Figure 4. Airway challenge with 1,25 (OH) Vitamin D3 inhibited IL-33, Ror-alpha in the airways. a. Experimental design of airway tolerance. b. AREGB/HPRT mRNA expression in αCD3/CD28 stimulated lung cells. p=0,0038. Two-tailed T-test.c. IL-33/HPRT mRNA expression in αCD3/CD28 stimulated lung cells. P=0,035. Two-tailed T-test. d. ST2/HPRT mRNA expression in αCD3/CD28 stimulated lung cells. e. ICOS/HPRT mRNA expression in αCD3/CD28 stimulated lung cells. p=0,042. p=0,015.f. RORa/HPRT mRNA expression in αCD3/CD28 stimulated lung cells. PBS vs. 2xVitD3: p=0,0005. 2xVitD3 vs 2xOVA: p=0,011. 2xOVA vs 2xVitD3: p=0,026. g. IL-5 ELISA; p=0.047. Two-Tailed T-test.h. IL-13 ELISA. PBS vs. VitD3: p=0.0188; PBS vs. 2xOVA+VitD3: p=0.0109. Both two-tailed T-test.
Figure 5: Analysis of the mechanism of airway tolerance: OVA intranasal challenge induced T regulatory cells associated markers and VitD3 reduced PD1mRNA . a.

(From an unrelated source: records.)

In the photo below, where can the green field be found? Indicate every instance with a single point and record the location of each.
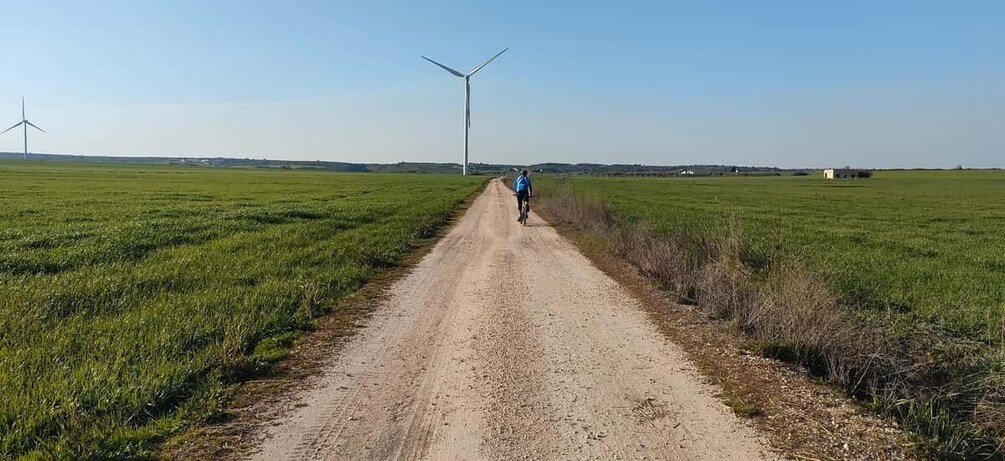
(928, 246)
(891, 287)
(130, 295)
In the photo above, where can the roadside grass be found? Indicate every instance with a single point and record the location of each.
(881, 286)
(132, 295)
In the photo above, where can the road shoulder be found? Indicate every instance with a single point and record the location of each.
(798, 416)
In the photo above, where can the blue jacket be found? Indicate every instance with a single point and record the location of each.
(523, 183)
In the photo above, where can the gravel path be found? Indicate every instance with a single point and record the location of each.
(505, 342)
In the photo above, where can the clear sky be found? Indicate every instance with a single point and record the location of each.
(788, 83)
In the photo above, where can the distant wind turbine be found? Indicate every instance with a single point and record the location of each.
(24, 122)
(467, 96)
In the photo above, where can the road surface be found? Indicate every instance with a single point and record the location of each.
(506, 342)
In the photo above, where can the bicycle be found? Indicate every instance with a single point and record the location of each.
(525, 210)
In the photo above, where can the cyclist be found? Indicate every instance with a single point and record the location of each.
(524, 191)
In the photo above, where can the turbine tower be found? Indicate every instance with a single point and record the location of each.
(467, 95)
(24, 122)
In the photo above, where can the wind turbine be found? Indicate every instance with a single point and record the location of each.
(467, 95)
(24, 122)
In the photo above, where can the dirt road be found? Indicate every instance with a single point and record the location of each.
(505, 342)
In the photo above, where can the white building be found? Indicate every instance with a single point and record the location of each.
(844, 173)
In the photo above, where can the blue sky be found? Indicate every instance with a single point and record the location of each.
(789, 83)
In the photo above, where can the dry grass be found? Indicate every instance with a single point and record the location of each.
(949, 391)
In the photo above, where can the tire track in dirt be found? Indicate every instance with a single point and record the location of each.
(505, 342)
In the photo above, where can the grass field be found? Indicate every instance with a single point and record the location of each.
(892, 287)
(132, 294)
(927, 245)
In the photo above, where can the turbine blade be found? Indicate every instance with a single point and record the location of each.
(33, 126)
(485, 62)
(12, 128)
(448, 69)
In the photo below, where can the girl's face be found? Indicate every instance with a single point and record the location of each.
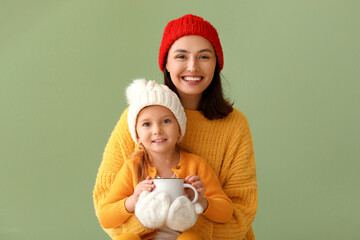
(191, 63)
(157, 129)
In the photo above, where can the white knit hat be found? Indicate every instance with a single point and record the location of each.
(141, 94)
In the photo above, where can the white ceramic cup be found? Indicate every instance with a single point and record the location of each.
(174, 187)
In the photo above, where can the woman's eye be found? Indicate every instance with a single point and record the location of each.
(180, 56)
(204, 57)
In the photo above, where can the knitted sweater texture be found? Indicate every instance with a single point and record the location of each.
(113, 212)
(226, 144)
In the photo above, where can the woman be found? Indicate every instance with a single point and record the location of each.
(191, 59)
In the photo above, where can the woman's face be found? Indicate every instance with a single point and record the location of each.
(191, 63)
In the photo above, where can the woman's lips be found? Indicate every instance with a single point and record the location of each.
(192, 79)
(159, 140)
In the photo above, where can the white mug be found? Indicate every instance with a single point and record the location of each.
(174, 187)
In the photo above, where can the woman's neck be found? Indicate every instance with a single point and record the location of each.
(190, 102)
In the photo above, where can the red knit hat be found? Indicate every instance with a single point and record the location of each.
(189, 25)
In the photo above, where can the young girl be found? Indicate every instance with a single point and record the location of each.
(157, 123)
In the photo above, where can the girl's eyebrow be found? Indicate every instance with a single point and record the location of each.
(200, 51)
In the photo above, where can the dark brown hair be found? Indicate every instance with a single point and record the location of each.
(213, 104)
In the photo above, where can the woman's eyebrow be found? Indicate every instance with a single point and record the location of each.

Experimental design. Balb/c n=3 per group; VitD3=1a,25 DihodroxyvitaminD3 (Sigma Aldrich); 10 ng intranasal/mouse; OVA = OVA Texas Red; 500 ug/mouse. b.Analysis of CD4+ lymphocytes in unstimulated, 1,25(OH)-Vitamin-D3 (=VitD3) and/or OVA in vivo treated wild-type mice. p=0,049. Two-tailed T-test c. CD25+ Foxp3+CD4+: n per group=3; PBS vs 2xVitD3 p=0,025,p=0,0504; PBS vs 2xOVA p=0,003; PBS vs 2xOVA+VitD3, p= 0,034; 2xOVA vs 2xOVA+VitD3, p=0,032; 2x VitD3 vs 2xOVA, p=0,008. d.Foxp3/HPRT mRNA expression in total lung cells by qPCR: PBS vs 2xOVA >p= 0,00069; 2x VitD3 vs 2xOVA p=0,0015; 2xOVA vs 2xOVA+VitD3 p= 0,0073.Two-tailed T test. e. IL10 measured by Elisa in the supernatants of αCD3 antibodies stimulated lung cells. mIL 10 Elisa: PBS vs 2xOVA p=0,035; PBS vs 2xVitD3+OVA p=0,0149; 2xVitD3 vs 2x OVA p=0,0207 ; 2x OVA vs 2xOVA+VitD3 p=0,0042; two-tailed T test.f. Lung PD1/HPRT p=0.0099 n=3,3,2,3, respectively. Two tailed T test. Balb/c n=3 per group; VitD3=1α,25 DihodroxyvitaminD3 (Sigma Aldrich)10 ng intranasal/mouse; OVA = OVA Texas Red > 500 ug/mouse 20ug/ul -> 25 ul. Two-tailed Student’s T test.